The Marmot Library Network’s IT team of six employees were battling two clear challenges when it came to managing the technology at their growing family of Colorado libraries. Both revolved around security and connectivity, not only for the personal information of Colorado citizens and tourists and their subsequent library experience, but of the physical, irreplaceable artifacts being stored at different locations.
With citizen experience being of the utmost importance, it was vital that each library patron could log on to guest Wi-Fi to browse and research at their will. However, this had the potential to lead to cybersecurity issues that could put the citizen’s personal information at risk. To best serve their patrons and address this ongoing risk, the Marmot team was spending countless hours making the physical trek to each location every time security updates or network maintenance was needed. And in the rural Rocky Mountains, with varied and sometimes unpredictable weather, traveling to each remote library location for service updates was no simple feat.
The variable weather was also cause for anxiety when it came to the physical protection of the historic collections stored at different libraries. Eagle Valley Library housed their most valuable pieces—ranging from original mining documents to one-of-a-kind gold rush artifacts—in their basement, which had a history of flooding. If any of these pieces were to be destroyed or damaged, replacement could be impossible.
It was clear to the Marmot Library Network team that they needed to deploy new technologies that could secure their library Wi-Fi networks remotely and protect their tangible, historic collections.
To address the issue of branch connectivity and online citizen security, the Marmot team turned to Meraki.

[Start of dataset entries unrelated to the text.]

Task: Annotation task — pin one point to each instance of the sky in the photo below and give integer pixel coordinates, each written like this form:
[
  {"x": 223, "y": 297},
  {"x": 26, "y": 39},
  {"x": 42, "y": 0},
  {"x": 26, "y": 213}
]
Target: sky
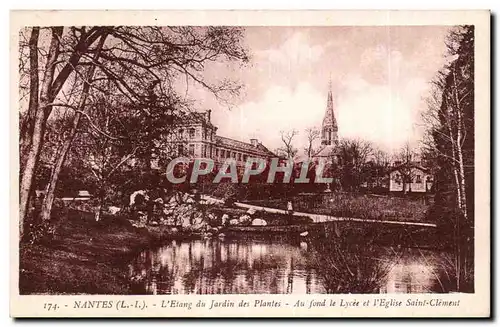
[{"x": 380, "y": 77}]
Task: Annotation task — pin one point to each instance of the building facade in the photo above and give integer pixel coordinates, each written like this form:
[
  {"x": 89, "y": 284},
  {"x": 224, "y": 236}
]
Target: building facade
[
  {"x": 410, "y": 178},
  {"x": 197, "y": 138}
]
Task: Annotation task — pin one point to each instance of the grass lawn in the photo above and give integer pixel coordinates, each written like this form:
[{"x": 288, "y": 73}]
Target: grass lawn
[
  {"x": 84, "y": 257},
  {"x": 356, "y": 206}
]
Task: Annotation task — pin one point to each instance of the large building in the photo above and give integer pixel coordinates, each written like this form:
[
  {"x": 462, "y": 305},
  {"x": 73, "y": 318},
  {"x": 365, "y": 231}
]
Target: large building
[{"x": 197, "y": 138}]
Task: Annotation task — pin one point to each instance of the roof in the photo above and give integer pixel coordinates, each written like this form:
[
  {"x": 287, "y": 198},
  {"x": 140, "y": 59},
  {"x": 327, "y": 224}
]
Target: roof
[{"x": 242, "y": 146}]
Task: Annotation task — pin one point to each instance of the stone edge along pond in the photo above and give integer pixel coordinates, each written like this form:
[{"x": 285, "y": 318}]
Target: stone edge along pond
[{"x": 90, "y": 257}]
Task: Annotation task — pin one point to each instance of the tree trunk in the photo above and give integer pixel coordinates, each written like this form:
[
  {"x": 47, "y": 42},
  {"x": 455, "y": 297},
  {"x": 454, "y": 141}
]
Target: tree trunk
[
  {"x": 51, "y": 187},
  {"x": 33, "y": 150}
]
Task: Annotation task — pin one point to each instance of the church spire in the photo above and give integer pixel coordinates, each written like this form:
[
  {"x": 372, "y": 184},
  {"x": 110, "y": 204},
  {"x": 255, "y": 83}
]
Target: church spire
[{"x": 329, "y": 129}]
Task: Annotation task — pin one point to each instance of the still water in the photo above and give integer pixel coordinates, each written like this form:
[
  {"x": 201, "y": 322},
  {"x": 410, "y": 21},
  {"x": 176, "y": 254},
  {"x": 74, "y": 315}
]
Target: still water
[{"x": 283, "y": 267}]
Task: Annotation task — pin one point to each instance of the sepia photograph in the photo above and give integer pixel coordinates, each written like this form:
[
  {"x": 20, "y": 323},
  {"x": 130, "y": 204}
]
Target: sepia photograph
[{"x": 223, "y": 159}]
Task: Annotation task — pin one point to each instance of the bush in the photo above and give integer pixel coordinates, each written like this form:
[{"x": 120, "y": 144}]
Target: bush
[{"x": 40, "y": 232}]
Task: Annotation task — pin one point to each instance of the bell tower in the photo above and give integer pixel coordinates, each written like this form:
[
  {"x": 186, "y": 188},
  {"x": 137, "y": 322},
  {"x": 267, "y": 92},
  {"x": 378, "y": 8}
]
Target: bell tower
[{"x": 329, "y": 128}]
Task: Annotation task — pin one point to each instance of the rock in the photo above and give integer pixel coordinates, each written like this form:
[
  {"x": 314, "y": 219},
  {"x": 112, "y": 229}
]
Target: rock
[
  {"x": 259, "y": 222},
  {"x": 199, "y": 227},
  {"x": 198, "y": 218},
  {"x": 133, "y": 196},
  {"x": 114, "y": 210},
  {"x": 245, "y": 219}
]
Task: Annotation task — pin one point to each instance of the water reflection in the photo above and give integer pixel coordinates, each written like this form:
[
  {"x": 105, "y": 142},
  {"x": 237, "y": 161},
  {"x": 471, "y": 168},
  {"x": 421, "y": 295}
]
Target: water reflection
[{"x": 278, "y": 267}]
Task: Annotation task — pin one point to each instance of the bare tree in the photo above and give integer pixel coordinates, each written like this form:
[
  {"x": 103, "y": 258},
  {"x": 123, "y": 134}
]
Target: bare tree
[
  {"x": 405, "y": 159},
  {"x": 352, "y": 156},
  {"x": 130, "y": 58},
  {"x": 287, "y": 149}
]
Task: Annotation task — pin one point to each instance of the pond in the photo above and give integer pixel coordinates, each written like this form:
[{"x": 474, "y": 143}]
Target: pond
[{"x": 282, "y": 266}]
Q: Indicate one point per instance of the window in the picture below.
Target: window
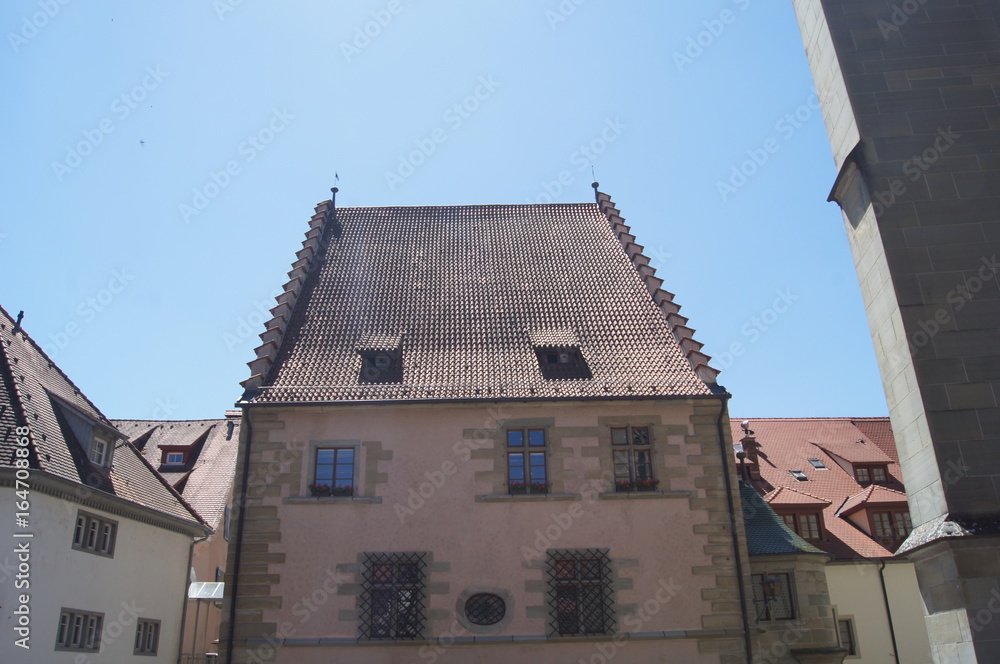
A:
(772, 596)
(891, 526)
(334, 472)
(79, 630)
(392, 596)
(846, 630)
(100, 449)
(871, 474)
(807, 525)
(580, 596)
(632, 453)
(95, 534)
(147, 637)
(526, 472)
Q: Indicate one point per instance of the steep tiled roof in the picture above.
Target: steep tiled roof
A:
(470, 292)
(766, 531)
(36, 393)
(788, 444)
(208, 477)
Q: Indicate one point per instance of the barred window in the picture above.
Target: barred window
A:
(79, 630)
(581, 600)
(776, 606)
(632, 453)
(95, 534)
(147, 637)
(526, 471)
(392, 596)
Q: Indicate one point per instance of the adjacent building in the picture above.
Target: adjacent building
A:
(836, 483)
(485, 433)
(198, 459)
(908, 91)
(97, 545)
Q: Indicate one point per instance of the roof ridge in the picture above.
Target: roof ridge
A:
(55, 366)
(683, 335)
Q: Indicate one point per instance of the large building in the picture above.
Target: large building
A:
(485, 433)
(97, 545)
(198, 459)
(908, 91)
(836, 483)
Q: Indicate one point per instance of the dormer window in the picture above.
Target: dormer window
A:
(101, 448)
(381, 358)
(559, 355)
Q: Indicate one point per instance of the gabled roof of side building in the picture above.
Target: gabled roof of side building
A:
(787, 444)
(35, 393)
(466, 298)
(206, 478)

With MX security and SD-WAN appliances in place to address cybersecurity risks and MR access points and MS switches deployed for connectivity, the team quickly addressed the visitor experience challenge. Marmot IT could now manage all library locations simultaneously and remotely through one dashboard while providing various applications and services to the libraries and members.
In the case of the Eagle Valley location, it was crucial that the team get technology up and running that could provide protection for these priceless artifacts as soon as possible. With a history of sporadic flooding in the area, water damage could happen at any time. Neither Marmot nor the library itself could risk more time going by without proper visibility and security. To prevent catastrophic damage, the team deployed MT water leak detection sensors to monitor for future flooding and ultimately protect the irreplaceable items, as well as the library’s network infrastructure. The cloud-managed water leak detection sensor is programmed to send immediate SMS, email, or push notification alerts if water leakage in the space is detected, giving both the library and the Marmot team ample peace of mind.
The addition of the end-to-end Meraki solution, including the MT sensors, which only took about an hour to install, has given the Marmot Library Network team the comfort of having visibility into each library location without having to physically travel to and from each. This visibility allows for full and seamless management of branch networks within one intuitive dashboard, not only improving the experience for library patrons but for the Marmot team as well. Their small IT team can now operate more efficiently and productively without needing to add more staffing, which could have increased the budget by up to $1M in payroll alone. The new sense of visibility is also greatly appreciated by the Eagle Valley Library team, who can now rest easy knowing these irreplaceable pieces of history are protected and looked after by the careful eye of the MT sensor.
While the library has not experienced a flood since the sensor deployment, the Marmot team ran a test that, in their words, went “beautifully.” Jason Stow, Systems Administrator at Marmot Library Network, specifically called out the SMS alert feature as “invaluable, especially when a flood is happening, to get the message out to as many people as possible in case somebody is not available.” Looking to the future, the Marmot Library Network team is eager to expand their Meraki deployment in other library locations and their central hub as well, allowing for increased security and visibility, and resulting in less headache for this lean team of six.